I also really liked the cocktail selection — there’s no liquor served here, so all the drinks are sake- or wine-based. The Ginza ($10), a blend of lemon, pineapple, apricot and sake, reminded me of tart, summery lemon curd pie.
I realize water might not be the most exciting thing to gush about, but I love that they serve Vichy Catalan, maybe my favorite sparkling water ever. It’s from Spain and features a high mineral content so the water is just the slightest bit salty and super bubbly.
Maggie: This place is incredibly hip — but that’s not to say it’s only for young people. It has a laid-back vibe that is popular with a wide age range.

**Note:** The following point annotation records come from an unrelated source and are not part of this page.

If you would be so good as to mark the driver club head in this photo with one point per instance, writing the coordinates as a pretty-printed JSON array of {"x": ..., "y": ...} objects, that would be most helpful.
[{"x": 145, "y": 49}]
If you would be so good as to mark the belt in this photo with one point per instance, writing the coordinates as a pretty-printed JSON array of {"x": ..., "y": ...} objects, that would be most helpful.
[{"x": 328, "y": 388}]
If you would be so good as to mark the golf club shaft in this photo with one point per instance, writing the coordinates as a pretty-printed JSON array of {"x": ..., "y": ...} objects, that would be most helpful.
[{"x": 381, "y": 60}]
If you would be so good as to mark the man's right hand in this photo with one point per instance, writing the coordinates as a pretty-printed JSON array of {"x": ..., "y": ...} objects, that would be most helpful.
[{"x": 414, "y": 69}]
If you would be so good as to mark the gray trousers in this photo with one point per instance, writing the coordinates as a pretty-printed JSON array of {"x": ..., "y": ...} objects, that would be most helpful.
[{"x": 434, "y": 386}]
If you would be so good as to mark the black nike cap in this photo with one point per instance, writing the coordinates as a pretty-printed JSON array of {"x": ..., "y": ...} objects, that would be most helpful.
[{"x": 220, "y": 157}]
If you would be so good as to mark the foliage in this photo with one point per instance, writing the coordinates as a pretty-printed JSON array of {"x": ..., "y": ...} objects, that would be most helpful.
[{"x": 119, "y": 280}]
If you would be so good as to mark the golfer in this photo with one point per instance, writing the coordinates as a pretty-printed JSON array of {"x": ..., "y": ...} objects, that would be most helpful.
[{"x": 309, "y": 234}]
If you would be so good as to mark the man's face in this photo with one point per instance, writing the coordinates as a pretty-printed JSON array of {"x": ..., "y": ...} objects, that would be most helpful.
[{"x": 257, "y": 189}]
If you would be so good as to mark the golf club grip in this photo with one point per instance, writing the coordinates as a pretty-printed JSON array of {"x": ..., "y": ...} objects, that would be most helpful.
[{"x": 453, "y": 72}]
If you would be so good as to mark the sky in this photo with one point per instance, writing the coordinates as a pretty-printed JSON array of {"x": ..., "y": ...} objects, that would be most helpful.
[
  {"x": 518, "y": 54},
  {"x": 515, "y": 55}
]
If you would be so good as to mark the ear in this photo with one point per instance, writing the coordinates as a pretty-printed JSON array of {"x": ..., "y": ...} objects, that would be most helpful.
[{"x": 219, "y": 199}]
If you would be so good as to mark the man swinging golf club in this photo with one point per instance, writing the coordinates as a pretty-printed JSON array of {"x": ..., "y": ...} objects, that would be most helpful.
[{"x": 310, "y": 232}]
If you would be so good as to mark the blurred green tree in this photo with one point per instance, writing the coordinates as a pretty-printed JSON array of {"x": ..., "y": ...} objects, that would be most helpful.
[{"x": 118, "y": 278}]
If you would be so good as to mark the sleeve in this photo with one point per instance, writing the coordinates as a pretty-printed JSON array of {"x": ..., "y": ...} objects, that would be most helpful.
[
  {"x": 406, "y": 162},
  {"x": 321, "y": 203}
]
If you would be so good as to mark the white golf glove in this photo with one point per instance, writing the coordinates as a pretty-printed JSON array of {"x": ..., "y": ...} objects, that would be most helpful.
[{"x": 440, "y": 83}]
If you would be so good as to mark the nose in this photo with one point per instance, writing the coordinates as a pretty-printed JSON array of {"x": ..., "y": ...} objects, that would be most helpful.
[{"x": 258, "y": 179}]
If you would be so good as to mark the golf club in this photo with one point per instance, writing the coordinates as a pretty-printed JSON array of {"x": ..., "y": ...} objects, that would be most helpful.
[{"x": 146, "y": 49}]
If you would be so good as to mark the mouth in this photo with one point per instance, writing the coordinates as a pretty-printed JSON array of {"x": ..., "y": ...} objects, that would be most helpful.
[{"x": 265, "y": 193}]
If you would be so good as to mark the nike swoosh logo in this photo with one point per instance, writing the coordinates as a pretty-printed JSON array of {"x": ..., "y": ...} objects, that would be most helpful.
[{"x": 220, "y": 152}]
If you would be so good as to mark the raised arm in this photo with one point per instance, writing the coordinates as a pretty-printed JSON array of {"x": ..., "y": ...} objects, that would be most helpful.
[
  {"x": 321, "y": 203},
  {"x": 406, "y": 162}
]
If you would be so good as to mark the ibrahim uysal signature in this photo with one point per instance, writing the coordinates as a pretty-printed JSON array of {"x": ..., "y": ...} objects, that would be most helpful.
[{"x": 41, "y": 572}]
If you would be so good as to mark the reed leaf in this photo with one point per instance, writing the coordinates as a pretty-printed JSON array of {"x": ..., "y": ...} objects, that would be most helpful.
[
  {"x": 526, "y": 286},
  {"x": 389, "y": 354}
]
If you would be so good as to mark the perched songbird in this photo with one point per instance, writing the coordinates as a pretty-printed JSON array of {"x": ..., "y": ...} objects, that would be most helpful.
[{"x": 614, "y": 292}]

It’s a place where you can be casual and enjoy conversation with friends, but it’s also special enough to dress up for a date night. Ashton and Marini are really attentive to the customers, creating a welcoming environment.
It’s definitely a place you’ll want to visit often. Getting a table may require some patience as the word spreads.
Helen: “Am I really in St. Petersburg right now?” I kept asking myself that question on our first visit here.
There were moments where I would forget, if just for a second. It could so easily have been a tiny underground bar in Paris, Tokyo, London or New York — but the ‘burg? The concept is so unique for the area, a rarity, really, when so many places seem obsessed with hanging onto whatever the next cool (or tired) trend might be.
The overall approach feels effortlessly cool without coming off as pretentious — finessed but still casual, of-the-moment but also retro.
And depending on what you’re in the mood for, there are a few different ways to make an evening of it — an early dinner or a late and (slightly) raucous nightcap. Or maybe, just a place to sit and listen for a while.
In any case, I can’t wait to go back.
In Between Days is open 5 to 10 p.m. Wednesday through Saturday. 2340 First Ave. S, St. Petersburg. inbetweendays.co.